While the adjustment to the proposed legislation was welcomed by some, others, including the human rights group Amnesty International, described the plans as a “sinister denial of rights” and a “worrying interference in the rule of law.”
That sentiment was echoed by some of the victims’ relatives.
“There is limited to no support from victims and survivors for any bill which amounts to ‘amnesty by stealth,’” Innocent Victims United spokesman Kenny Donaldson said. “We do not subscribe to trite phrases such as ‘victim-centered process.’ We must have a justice-centered process.”

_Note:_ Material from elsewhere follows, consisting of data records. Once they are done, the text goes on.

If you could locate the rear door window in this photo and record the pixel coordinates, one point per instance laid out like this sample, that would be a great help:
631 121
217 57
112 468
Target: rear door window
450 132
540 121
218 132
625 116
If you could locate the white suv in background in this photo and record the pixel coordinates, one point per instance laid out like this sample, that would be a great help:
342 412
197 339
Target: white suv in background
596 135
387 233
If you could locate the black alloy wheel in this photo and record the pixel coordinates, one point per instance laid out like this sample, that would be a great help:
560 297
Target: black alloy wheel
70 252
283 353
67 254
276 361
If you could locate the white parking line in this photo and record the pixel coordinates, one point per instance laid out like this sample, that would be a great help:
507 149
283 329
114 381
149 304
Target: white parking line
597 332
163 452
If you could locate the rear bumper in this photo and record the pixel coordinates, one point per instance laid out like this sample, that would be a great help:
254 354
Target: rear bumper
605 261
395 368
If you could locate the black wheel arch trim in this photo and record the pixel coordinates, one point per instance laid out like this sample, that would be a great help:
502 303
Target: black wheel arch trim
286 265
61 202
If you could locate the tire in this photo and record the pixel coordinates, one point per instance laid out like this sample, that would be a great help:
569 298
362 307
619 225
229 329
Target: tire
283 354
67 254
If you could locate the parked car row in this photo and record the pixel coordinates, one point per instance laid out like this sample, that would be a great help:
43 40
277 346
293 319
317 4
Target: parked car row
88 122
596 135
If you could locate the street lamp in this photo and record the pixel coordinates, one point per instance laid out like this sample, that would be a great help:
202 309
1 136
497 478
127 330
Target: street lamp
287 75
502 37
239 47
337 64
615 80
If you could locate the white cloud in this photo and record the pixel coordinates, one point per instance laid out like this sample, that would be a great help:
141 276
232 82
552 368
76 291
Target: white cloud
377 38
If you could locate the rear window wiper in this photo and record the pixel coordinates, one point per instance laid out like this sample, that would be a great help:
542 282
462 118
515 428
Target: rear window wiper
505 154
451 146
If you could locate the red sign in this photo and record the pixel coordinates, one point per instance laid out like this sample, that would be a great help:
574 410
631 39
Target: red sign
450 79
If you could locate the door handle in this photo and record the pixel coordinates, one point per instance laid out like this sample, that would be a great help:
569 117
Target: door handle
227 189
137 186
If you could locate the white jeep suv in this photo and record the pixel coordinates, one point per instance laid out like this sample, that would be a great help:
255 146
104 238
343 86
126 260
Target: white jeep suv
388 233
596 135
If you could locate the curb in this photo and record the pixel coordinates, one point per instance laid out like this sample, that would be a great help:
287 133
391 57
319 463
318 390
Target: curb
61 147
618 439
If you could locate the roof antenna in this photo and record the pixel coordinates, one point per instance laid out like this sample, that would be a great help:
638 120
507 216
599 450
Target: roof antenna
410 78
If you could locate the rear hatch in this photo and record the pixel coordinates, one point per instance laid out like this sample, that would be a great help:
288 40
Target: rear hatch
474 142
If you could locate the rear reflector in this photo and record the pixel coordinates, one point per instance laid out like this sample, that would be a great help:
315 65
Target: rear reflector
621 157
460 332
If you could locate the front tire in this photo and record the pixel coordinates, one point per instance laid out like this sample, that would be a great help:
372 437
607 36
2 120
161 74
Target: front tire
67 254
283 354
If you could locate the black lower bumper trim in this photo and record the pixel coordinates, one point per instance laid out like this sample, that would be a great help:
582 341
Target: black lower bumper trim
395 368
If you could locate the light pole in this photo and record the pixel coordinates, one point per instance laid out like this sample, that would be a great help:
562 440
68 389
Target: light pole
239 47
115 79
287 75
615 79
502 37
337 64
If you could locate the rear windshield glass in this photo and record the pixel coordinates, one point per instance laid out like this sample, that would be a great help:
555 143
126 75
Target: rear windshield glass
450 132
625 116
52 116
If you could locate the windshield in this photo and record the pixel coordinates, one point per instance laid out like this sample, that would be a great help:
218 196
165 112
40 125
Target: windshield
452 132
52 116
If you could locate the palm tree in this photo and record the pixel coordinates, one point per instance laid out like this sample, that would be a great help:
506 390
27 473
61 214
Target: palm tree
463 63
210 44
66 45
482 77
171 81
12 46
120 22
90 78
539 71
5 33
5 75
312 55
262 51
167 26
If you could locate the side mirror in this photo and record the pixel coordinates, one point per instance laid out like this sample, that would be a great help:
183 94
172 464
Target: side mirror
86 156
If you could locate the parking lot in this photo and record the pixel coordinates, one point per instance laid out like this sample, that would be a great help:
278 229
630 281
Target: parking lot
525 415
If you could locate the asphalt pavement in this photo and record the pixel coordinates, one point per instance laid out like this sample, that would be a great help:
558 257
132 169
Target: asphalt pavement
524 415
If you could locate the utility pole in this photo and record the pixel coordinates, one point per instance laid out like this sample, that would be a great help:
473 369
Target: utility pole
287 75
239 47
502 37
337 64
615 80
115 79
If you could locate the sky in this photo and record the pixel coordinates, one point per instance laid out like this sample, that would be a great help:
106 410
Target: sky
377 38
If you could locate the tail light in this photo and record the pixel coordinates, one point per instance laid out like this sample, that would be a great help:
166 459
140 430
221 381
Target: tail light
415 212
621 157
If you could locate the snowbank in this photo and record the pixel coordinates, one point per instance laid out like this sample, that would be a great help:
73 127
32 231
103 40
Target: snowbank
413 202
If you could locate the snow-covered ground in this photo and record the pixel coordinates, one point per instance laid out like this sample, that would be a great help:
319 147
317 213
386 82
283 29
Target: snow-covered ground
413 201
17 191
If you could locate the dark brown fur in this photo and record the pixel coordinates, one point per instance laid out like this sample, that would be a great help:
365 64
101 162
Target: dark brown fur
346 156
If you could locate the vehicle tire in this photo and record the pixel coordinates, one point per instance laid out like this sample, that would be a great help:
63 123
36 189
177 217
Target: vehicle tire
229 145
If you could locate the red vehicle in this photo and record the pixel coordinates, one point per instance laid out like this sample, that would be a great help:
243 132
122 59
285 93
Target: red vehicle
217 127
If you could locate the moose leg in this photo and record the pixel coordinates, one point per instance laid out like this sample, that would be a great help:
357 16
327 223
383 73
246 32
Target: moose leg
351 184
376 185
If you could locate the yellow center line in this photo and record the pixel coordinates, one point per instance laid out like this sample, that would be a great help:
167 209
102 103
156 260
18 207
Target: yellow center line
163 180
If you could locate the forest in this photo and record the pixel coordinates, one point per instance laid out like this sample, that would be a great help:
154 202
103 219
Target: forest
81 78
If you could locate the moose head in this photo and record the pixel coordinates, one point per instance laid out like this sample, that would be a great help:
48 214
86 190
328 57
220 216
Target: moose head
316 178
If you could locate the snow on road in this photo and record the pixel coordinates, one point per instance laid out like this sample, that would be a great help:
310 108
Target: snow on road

Lewis, who is also a lawyer, said that the number of viable criminal trials is diminishing with time because more than two-thirds of deaths from the Troubles occurred more than 40 years ago.
For Margaret Veitch in the town of Enniskillen, like Johnston, it is also a question of selective justice. Her parents were two of 11 people killed when the IRA planted a bomb on Remembrance Day in November 1987.
The terrorist group later said it had planned to target British soldiers. The families of the victims in Enniskillen have a right to an inquiry, Veitch said.
Veitch cited the 12-year, £195 million (US$246 million) probe into “Bloody Sunday,” when a demonstration by Catholic civil rights supporters in 1972 turned violent when British paratroopers opened fire. Thirteen people were killed. The public inquiry, which concluded in 2010, was the longest and most expensive in UK history.
“Have I not the right for a murder investigation? Why are we treated different from a murder in London?” she asked. “Don’t ever take that away from us — that there is a glimmer of hope.”